では、すべてがひとつ屋根の下につくられ、建物の構造も住宅設備もはるかに向上した現代では、何を「凶」と考えてお風呂をつくればよいのでしょう。もちろん、迷信的な吉凶や、イメージだけで判断する必要は一切ありません。しかし、ユニットバスとなって、電気やガスで沸かすことができる現代でも、やはりお風呂は最も湿気の多い場所、無防備に丸裸になる場所であることに違いはないのです。そして、現代だからこそ、注意しなければならないポイントもあるのです。
たとえば極端な話、2階の北側のベランダに面した場所。ここにお風呂をつくったとしたらどうなるでしょうか。高気密住宅で室内の温度差が少なくなったからと、このような場所に眺めのよいお風呂をつくるケースもしばしば目にします。2階の北側ですから、真冬は北風をまともに受け、眺めをよくするための大きな窓からは、熱も大きく奪われます。冬季はかなり寒いお風呂になるでしょうから、暖かいリビングなどとの温度差から、ヒートショックを起こしやすくなる心配も出てきます。

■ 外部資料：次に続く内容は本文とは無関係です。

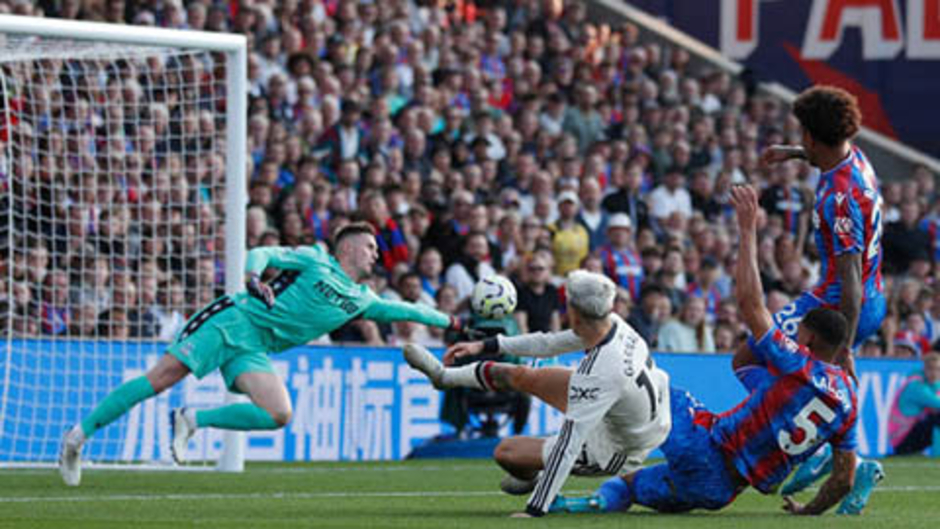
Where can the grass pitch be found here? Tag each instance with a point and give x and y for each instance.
(421, 494)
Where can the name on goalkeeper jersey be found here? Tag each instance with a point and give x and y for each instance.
(335, 297)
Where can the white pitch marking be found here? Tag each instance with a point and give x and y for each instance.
(322, 495)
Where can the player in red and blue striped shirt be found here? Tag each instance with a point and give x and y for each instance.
(847, 219)
(807, 401)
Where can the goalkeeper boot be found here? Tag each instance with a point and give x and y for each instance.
(867, 477)
(592, 503)
(518, 487)
(70, 456)
(817, 466)
(183, 426)
(421, 359)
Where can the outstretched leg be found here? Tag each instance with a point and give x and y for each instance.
(270, 409)
(165, 374)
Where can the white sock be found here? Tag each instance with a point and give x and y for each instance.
(189, 415)
(75, 437)
(464, 377)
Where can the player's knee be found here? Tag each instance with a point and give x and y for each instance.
(517, 377)
(742, 356)
(282, 417)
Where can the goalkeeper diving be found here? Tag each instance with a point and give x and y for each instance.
(314, 294)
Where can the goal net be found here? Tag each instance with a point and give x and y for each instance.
(117, 221)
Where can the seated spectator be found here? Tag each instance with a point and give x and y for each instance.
(671, 197)
(903, 240)
(619, 257)
(410, 289)
(171, 299)
(915, 414)
(591, 216)
(705, 287)
(55, 311)
(908, 344)
(538, 305)
(570, 239)
(689, 333)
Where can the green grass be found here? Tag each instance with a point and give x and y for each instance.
(431, 494)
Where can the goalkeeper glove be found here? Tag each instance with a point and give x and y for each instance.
(260, 290)
(456, 325)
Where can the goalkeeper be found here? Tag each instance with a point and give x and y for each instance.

お風呂でのヒートショックが引き金となり、入浴中に亡くなる方は、年間1万人を超えるといわれています。現代でも、つくり方によってお風呂は凶となってしまうのです。高気密、高断熱を過信せず、浴室暖房乾燥機を装着して、冬季はお風呂を暖かくして入浴してほしいですね。
また、家の中央部分にお風呂をつくっても、換気扇があるから問題ないと思われている方が多いのですが、高気密な建物内にお風呂をつくる現代では、これが新たな凶となるのです。たしかに、換気扇があることで湿気の排出は行われますが、窓がない中央部分では、効率よく湿気を追い出すことはできません。むしろ、お風呂の換気扇を回し続けることで、家の中の冷暖房された空気、調理中の台所の油煙や臭い、ペット臭など、住まい中のさまざまな臭いも、お風呂に引き寄せられてしまいます。
このように、極端に寒い場所、湿気を排出しにくい場所にお風呂を配置するのは、現代でもやはり凶と考えるのが賢明でしょう。
現代家相学では、「浴室は住まいで最も湿気の多きところ。また、丸裸になる場所ゆえ、湿気をため込むことなく、寒くない環境をつくるべし。現代とて侮ることなかれ」と申し上げておきましょう。